Sachons surmonter nos divergences et utiliser la dynamique de la Convention pour faire preuve d'inventivité et parvenir à un accord. Car nous savons que la conférence intergouvernementale ne saura réussir là où la Convention aura échoué. Attendons-nous alors à une Conférence intergouvernementale très longue, car elle ne pourrait pas s'achever sans un résultat ambitieux marquant un réel progrès pour l'Europe.
Le Praesidium a le courage de défendre une vision et une ambition :
- un président stable du Conseil européen,
- une Commission plus politique et plus collégiale,
- un ministre des Affaires étrangères européen, pour une voix européenne unique sur la scène internationale, dont tous les événements récents nous ont montré qu'elle faisait cruellement défaut,
- davantage de majorité qualifiée pour des décisions plus efficaces.

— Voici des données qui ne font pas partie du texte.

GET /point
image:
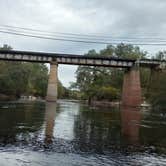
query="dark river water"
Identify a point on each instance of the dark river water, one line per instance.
(73, 134)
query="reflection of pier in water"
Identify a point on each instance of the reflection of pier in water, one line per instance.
(130, 122)
(50, 114)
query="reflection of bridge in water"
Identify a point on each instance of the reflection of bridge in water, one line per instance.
(131, 87)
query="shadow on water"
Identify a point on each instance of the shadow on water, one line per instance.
(77, 128)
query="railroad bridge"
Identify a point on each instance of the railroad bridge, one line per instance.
(131, 93)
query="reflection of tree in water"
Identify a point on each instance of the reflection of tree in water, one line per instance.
(97, 130)
(20, 122)
(130, 123)
(50, 114)
(153, 129)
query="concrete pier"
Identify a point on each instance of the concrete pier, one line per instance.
(52, 83)
(131, 94)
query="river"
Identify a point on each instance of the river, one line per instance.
(69, 133)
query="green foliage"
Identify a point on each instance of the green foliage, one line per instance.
(21, 78)
(105, 83)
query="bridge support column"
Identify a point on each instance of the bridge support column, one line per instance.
(131, 94)
(52, 83)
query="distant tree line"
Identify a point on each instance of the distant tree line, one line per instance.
(103, 83)
(25, 78)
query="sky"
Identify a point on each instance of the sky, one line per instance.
(122, 18)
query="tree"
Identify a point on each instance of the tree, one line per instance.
(92, 81)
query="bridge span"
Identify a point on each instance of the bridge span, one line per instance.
(131, 94)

Ces propositions permettront de sortir de l'impasse institutionnelle :
- Prenons l'exemple du Conseil Affaires générales : il ne marche pas. Nous nous retrouvons chaque mois, mais avec quel résultat ? Pour décider quoi ?

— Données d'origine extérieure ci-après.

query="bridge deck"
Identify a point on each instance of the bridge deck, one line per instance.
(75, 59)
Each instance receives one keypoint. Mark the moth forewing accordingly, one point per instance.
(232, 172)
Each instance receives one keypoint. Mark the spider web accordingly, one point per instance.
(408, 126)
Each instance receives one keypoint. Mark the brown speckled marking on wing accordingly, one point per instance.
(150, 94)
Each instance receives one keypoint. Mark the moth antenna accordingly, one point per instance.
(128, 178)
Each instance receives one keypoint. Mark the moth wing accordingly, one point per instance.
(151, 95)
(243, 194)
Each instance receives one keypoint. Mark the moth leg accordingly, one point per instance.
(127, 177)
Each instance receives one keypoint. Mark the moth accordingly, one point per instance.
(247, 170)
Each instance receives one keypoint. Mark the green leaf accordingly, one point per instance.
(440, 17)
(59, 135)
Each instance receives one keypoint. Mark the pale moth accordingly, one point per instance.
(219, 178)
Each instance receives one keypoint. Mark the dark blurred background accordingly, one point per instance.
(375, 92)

- Quant à la Commission : qui peut sérieusement croire qu'il y a un risque de conflit avec le Conseil ? Qui veut remettre en cause l'intérêt général européen qu'elle incarne ?
Mais ne limitons pas nos débats aux seules institutions. N'oublions pas ce qui fait la force du projet européen : ses politiques et ses actions. Avançons sur la recherche, l'éducation, les services publics, l'emploi, la politique économique, la politique étrangère et la défense... Voilà ce qu'attendent les citoyens, il y a urgence.
Aujourd'hui, il y a des pays qui ne se résignent pas à l'impuissance, résolus à être à la hauteur de ces défis, convaincus que l'Europe doit réussir sa métamorphose. Et je tiens à saluer tout particulièrement le président de la Convention pour sa détermination et son exigence, lui qui le premier a mesuré l'importance historique de notre rendez-vous.
Comment pourrions-nous nous satisfaire d'une Europe au rabais ? Nous avons à défendre une vision, des valeurs, des intérêts communs... et nous les défendrons.
La véritable question est plutôt : le ferons-nous tous ensemble dans un espace commun, ou quelques-uns doivent-ils, dans cet espace, prendre l'initiative et la responsabilité d'ouvrir le chemin ? D'une manière ou d'une autre, je veux vous dire ma conviction, l'Europe avancera.
Aujourd'hui, nous le voyons bien, nous sommes menacés par une crise. Il faut que notre Convention se retrouve et se rassemble. Il lui reste quelques jours pour le faire et la France, à travers ses représentants, veut y contribuer. N'oublions jamais que nous ne faisons pas l'Europe pour dix ans, mais pour nos enfants, nos petits enfants, et pour plusieurs générations.